Researchers in Saudi Arabia have developed a system that uses endothermic dissolution of a salt in water to cool its immediate surrounding area. Solar energy can then regenerate the solute and means the cyclic system can work without requiring an electricity supply, making it well-suited for users in remote areas.

Many areas have experienced record-breaking temperatures in recent years and the mortality risks associated with extreme heat means that demand for cooling technology is set to increase in the future. However, most cooling equipment relies on electricity-driven vapor compression, which is unviable for the hundreds of millions of people living in off-grid communities.

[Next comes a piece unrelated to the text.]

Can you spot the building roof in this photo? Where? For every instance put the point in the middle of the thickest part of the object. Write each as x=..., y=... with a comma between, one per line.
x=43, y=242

‘We believe that our system is capable of providing cooling power for remote regions or off-grid communities,’ says Peng Wang from King Abdullah University of Science and Technology.

The system developed by Wang’s team has two stages. The first stage involves dissolving ammonium nitrate salt in water in a metal cup, which requires energy. This energy is drawn from the immediate environment, cooling the air surrounding the cup as well as the solution. The second stage regenerates the solute by evaporating the water solvent and is achieved by wicking the solution vertically onto the surface of a 3D structure, which when exposed to simulated sunlight offers a large area over which the solvent can evaporate. This leaves behind a compact crystalline salt layer on the surface, from which larger crystals can drop-off over time, to be collected underneath the structure for re-use.

Schematic illustration of the concept

Source: © Peng Wang/KAUST

The system combines dissolution cooling and solute regeneration

‘The system can deliver cooling whenever needed, all day long and all year round, while the solar solute regenerator works during daytime when solar energy is present,’ comments Wang.

The group found that by separating dissolution and solute regeneration, energy storage and cooling powers of up to 191W/m2 could be used on-demand across the seasons. Separating the stages physically and timewise makes it possible to control the cooling rate. The amount of salt being dissolved can be adjusted to suit different purposes, and the regeneration rate can be controlled by influencing the solvent evaporation rate – for example by altering the available surface area for crystals to form on.

‘This system is not at all expensive as both the dissolution cooling system and solute regenerator are cheap,’ says Wang. However, there are some limitations to consider. ‘Compared to conventional air conditioning, this system still has a low cooling power, and it is only suitable for cooling small spaces.’

Such sustainable cooling technologies ‘hold significant promise to address increasing cooling demands while reducing energy consumption and global emissions,’ comments Evelyn Wang, who heads the department of mechanical engineering at MIT in the US. ‘In particular, the improved cooling power with the use of low-cost materials will have impact in a range of applications including building cooling and perishable substance storage.’

‘The lack of electricity input makes the concept promising for rural and off-grid applications.’ comments Renaldi Renaldi, a fellow of the Oxford Martin programme on the future of cooling in the UK. ‘It would be interesting to learn more on its scaling-up potential, safety, and reliability.’